Dog Health: Your Pup’s Pearly Whites
4.10.12

Dental problems can pose a serious threat to your dog’s health if they aren’t identified promptly and nipped in the bud. Although dogs don’t typically seem to suffer with actual cavities, any plaque that’s allowed to build up excessively on the teeth can turn into hardened tartar which in turn results in bad breath and can cause bacteria to build up at the border with the gums.

Some breeds (especially smaller dogs) seem to be more prone to dental problems than others. This may be a genetic issue, or perhaps a result of the fact that as a general rule, small dogs are more finicky in nature, which can lead their owners to try and entice them with ’sticky’ canned foods and diets that contain higher amounts of sugar. Smaller dogs are also more prone to their teeth being crowded together (which in turn can make brushing or cleaning with bones and cartilage doubly difficult).
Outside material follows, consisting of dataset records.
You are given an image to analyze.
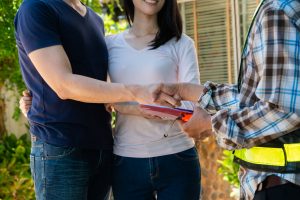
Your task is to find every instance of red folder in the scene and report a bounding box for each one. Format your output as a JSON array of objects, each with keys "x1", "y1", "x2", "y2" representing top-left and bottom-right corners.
[{"x1": 140, "y1": 104, "x2": 193, "y2": 122}]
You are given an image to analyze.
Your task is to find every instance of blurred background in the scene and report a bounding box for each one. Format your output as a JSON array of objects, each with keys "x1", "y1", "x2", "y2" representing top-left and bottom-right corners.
[{"x1": 0, "y1": 0, "x2": 259, "y2": 200}]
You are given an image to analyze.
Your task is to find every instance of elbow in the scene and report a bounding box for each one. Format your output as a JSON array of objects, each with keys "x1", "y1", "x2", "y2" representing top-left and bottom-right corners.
[
  {"x1": 56, "y1": 89, "x2": 69, "y2": 100},
  {"x1": 53, "y1": 82, "x2": 70, "y2": 100}
]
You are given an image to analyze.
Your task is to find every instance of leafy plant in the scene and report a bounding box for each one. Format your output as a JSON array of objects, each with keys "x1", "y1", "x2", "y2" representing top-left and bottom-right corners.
[
  {"x1": 0, "y1": 134, "x2": 34, "y2": 200},
  {"x1": 218, "y1": 150, "x2": 240, "y2": 188}
]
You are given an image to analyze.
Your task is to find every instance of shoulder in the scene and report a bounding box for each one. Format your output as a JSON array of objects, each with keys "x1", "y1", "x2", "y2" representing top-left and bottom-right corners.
[
  {"x1": 18, "y1": 0, "x2": 49, "y2": 14},
  {"x1": 178, "y1": 33, "x2": 194, "y2": 46},
  {"x1": 258, "y1": 0, "x2": 300, "y2": 22},
  {"x1": 105, "y1": 33, "x2": 123, "y2": 48},
  {"x1": 14, "y1": 0, "x2": 56, "y2": 29},
  {"x1": 166, "y1": 33, "x2": 194, "y2": 48},
  {"x1": 16, "y1": 0, "x2": 56, "y2": 21},
  {"x1": 275, "y1": 0, "x2": 300, "y2": 28}
]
Lots of people presume that if their dog eats crunchy dry food, the teeth can all but be ignored. In fact, the surface of kibble really isn’t abrasive enough to scrape tartar from the teeth – after all, we wouldn’t rely on munching rock-hard pretzels to clean our own pearly whites – and what’s more, in the majority of cases, dogs don’t actually crunch up their kibble anyway. If you’ve ever seen your dog regurgitate his dry food diet, you’ll notice that kibble come back up whole, the same way they were when they went in.
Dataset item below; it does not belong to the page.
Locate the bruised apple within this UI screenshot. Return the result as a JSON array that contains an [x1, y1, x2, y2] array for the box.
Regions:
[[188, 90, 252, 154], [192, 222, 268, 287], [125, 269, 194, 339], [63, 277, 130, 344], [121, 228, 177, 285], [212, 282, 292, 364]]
Dogs who consume a whole food diet generally maintain their fangs in fantastic health, for much longer than their kibble-consuming counterparts. When raw bones are fed in conjunction with real foods, the teeth stay even healthier. Most dogs adore having a fresh raw bone to chew on; it will provide hours of gnawing enjoyment and the abrasive action of the bone against the teeth and pulling at any scraps of meat, can reduce plaque buildup, scrape off any developing tartar and even clean between the teeth as sinew is torn off. Results aren’t usually seen overnight but offering a good bone to chew on a couple or three times a week will almost always help with dental health. There are some concerns about a risk of tooth fracture in more ‘aggressive chewers’ when gnawing on raw bones, so it is wise to discuss this with your veterinarian and monitor your dog closely to begin with, to establish how voraciously he chews.
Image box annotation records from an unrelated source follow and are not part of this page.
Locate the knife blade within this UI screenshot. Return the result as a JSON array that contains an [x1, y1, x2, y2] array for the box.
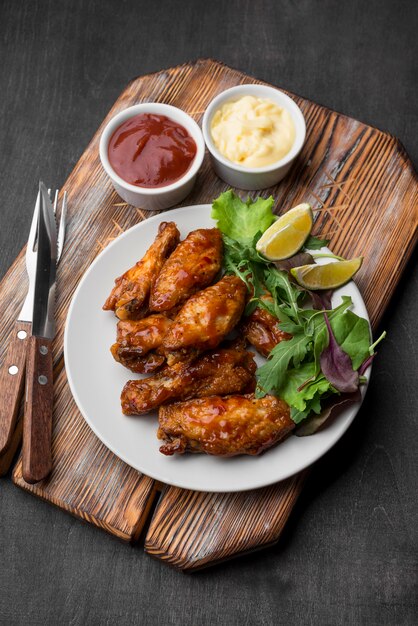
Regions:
[[0, 191, 40, 457], [22, 182, 57, 483]]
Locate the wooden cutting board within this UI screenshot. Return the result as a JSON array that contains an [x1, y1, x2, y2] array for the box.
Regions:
[[0, 60, 418, 570]]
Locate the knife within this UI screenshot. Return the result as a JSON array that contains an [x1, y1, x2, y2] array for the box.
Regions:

A canine toothbrush can be a good investment for dogs who are especially prone to plaque and tartar buildup, and regular at-home cleaning can help delay or completely avoid the need for professional dental cleanings.  If tartar buildup is very severe, a professional cleaning may be necessary. There’s some debate about whether dental cleanings should be done under anesthetic, or ‘anesthesia-free’. Many conventional vets claim that the teeth can only be very thoroughly examined and cleaned on all facets when the dog is completely anesthetized and unable to protest. However, anesthesia-free cleaning is becoming immensely popular and can result in gleaming pearly-whites – particularly if done on a maintenance schedule every year or two, to prevent the development of less severe dental problems.